To evaluate risk factors, obstetric complications and infant outcomes in women with gestational diabetes mellitus (GDM).
We performed a population-based, longitudinal study of 824 women diagnosed with GDM in Nova Scotia, Canada, between 1980 and 1993. Adjusted relative risks (RRs) with 95% confidence intervals (CIs) were estimated through logistic regression.
After controlling for confounding variables, the following were associated with an increased incidence of GDM: maternal age, prepregnancy weight, previous spontaneous or induced abortion (RR 1.41, 95% CI 1.18-1.68), previous stillbirth (RR 1.80, 95% CI 1.08-3.01), previous low birth weight infant (RR 1.48, 95% CI 1.03-2.14), previous high-birth-weight (HBW) infant (RR 1.51, 95% CI 1.18-1.93) and chronic hypertension (RR 2.03, 95% CI 1.19-3.44). The relationship between maternal age and prepregnancy weight with GDM was nonlinear; women over age 35 and with a prepregnancy weight < or = 49 kg or > 65 kg demonstrated an increased risk. Urinary tract infection, polyhydramnios, oligohydramnios, chronic hypertension with superimposed preeclampsia, mild preeclampsia and uterine bleeding of unknown origin occurred more frequently in women with GDM than in those in whom the diagnosis was not made. HBW infants were more likely to be born to women with GDM than to women without GDM. Finally, women with GDM were over twice as likely to undergo cesarean birth (RR 2.30, 95% CI 1.99-2.65).

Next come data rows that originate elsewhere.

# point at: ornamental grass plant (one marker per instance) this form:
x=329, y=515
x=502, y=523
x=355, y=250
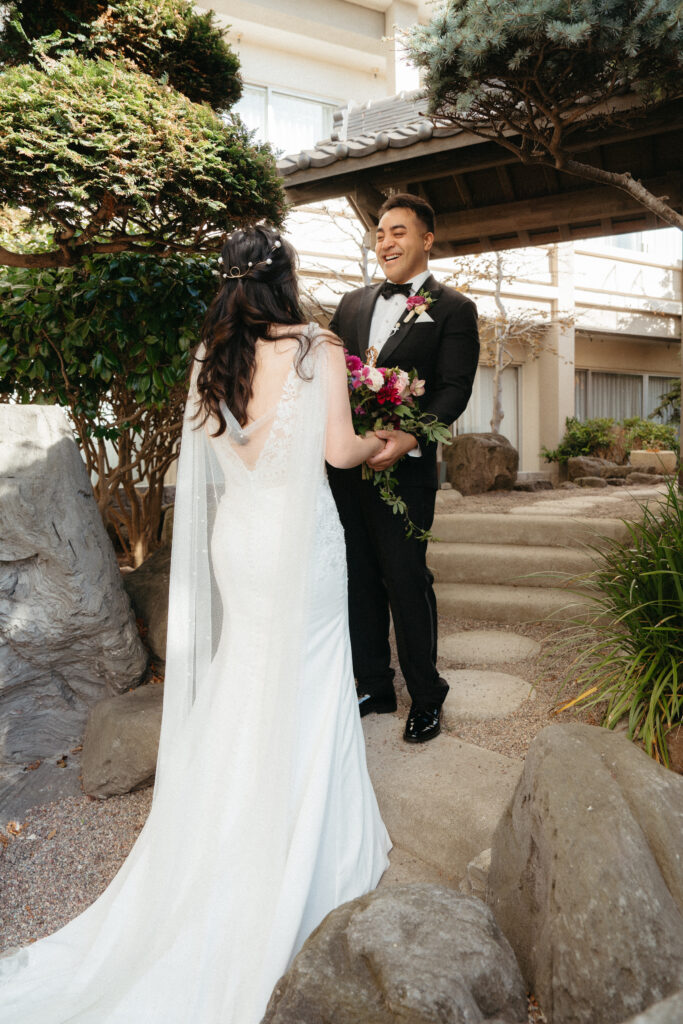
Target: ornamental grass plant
x=630, y=657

The risk of developing GDM is greatest in women over age 35, when prepregnancy weight is < 49 kg or > 65 kg and in those with chronic hypertension. Pregnancies complicated by GDM are at risk and need to be monitored closely for obstetric complications and adverse infant outcomes.

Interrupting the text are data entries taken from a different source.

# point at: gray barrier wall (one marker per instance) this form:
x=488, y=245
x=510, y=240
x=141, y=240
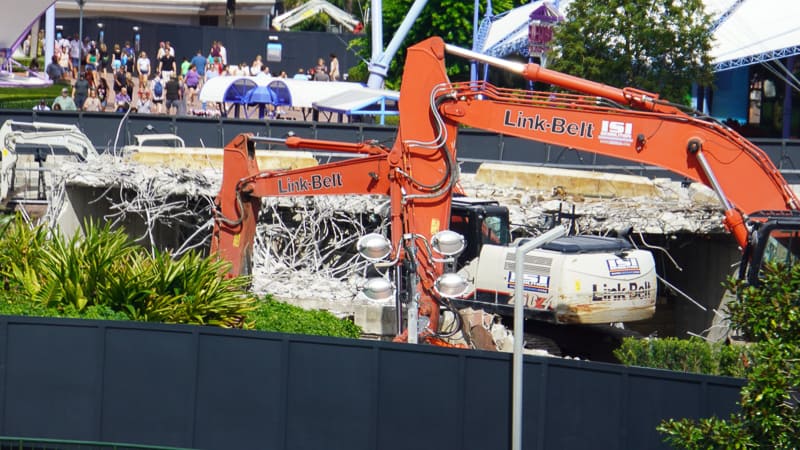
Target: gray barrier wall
x=474, y=146
x=210, y=388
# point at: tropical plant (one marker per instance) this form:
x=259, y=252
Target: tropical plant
x=769, y=315
x=101, y=275
x=449, y=19
x=685, y=355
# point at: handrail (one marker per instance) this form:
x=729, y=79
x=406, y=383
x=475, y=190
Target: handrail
x=47, y=443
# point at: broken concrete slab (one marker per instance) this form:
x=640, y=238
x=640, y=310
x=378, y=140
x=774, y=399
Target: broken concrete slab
x=575, y=182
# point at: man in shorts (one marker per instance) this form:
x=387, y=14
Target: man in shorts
x=173, y=95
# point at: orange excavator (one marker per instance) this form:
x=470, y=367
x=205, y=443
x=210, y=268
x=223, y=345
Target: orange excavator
x=419, y=173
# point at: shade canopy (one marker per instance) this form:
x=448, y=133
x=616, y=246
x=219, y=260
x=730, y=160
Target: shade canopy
x=362, y=101
x=229, y=89
x=753, y=31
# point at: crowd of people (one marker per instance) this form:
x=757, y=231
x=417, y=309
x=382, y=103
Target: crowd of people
x=120, y=78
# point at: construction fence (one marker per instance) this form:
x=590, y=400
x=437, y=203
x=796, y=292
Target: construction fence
x=211, y=388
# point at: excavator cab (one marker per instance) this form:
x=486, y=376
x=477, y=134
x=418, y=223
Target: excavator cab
x=481, y=222
x=775, y=237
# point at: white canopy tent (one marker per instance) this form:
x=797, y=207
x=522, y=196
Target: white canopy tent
x=228, y=89
x=310, y=9
x=303, y=94
x=363, y=101
x=754, y=31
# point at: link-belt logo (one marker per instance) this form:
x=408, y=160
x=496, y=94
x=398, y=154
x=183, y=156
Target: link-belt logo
x=533, y=283
x=557, y=125
x=314, y=183
x=630, y=291
x=616, y=133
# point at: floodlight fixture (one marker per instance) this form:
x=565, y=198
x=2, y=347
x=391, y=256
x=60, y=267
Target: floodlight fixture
x=451, y=285
x=374, y=247
x=448, y=243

评估妊娠期糖尿病(GDM)女性的风险因素、产科并发症及婴儿结局。
我们对1980年至1993年间在加拿大新斯科舍省被诊断为GDM的824名女性进行了一项基于人群的纵向研究。通过逻辑回归估计调整后的相对风险(RRs)及95%置信区间(CIs)。

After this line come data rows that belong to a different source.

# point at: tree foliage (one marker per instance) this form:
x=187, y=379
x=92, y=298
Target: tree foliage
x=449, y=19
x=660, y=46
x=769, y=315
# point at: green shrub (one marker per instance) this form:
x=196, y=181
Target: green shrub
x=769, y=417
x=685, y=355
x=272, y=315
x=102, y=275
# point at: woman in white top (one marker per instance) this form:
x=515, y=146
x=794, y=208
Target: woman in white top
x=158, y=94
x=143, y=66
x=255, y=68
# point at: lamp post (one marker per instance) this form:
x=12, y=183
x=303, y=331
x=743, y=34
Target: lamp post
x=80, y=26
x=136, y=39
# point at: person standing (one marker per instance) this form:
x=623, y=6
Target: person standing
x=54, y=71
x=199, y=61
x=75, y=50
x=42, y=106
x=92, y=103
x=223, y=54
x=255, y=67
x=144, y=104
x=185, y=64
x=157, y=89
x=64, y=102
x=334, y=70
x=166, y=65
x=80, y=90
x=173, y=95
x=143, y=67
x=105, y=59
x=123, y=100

在控制混杂变量后,以下因素与GDM发病率增加相关:产妇年龄、孕前体重、既往自然流产或人工流产(RR 1.41,95% CI 1.18 - 1.68)、既往死产(RR 1.80,95% CI 1.08 - 3.01)、既往低体重儿(RR 1.48,95% CI 1.03 - 2.14)、既往高体重儿(HBW)(RR 1.51,95% CI 1.18 - 1.93)及慢性高血压(RR 2.03,95% CI 1.19 - 3.44)。产妇年龄和孕前体重与GDM的关系呈非线性;35岁以上且孕前体重≤49 kg或>65 kg的女性风险增加。GDM女性发生尿路感染、羊水过多、羊水过少、慢性高血压合并先兆子痫、轻度先兆子痫及不明原因子宫出血的频率高于未诊断者。GDM女性比非GDM女性更易分娩出HBW婴儿。最后,GDM女性剖宫产的可能性是未患GDM女性两倍多(RR 2.30,95% CI 1.99 - 2.65)。
35岁以上、孕前体重<49 kg或>65 kg以及患有慢性高血压的女性发生GDM的风险最高。GDM合并妊娠有风险,需要密切监测产科并发症及不良婴儿结局。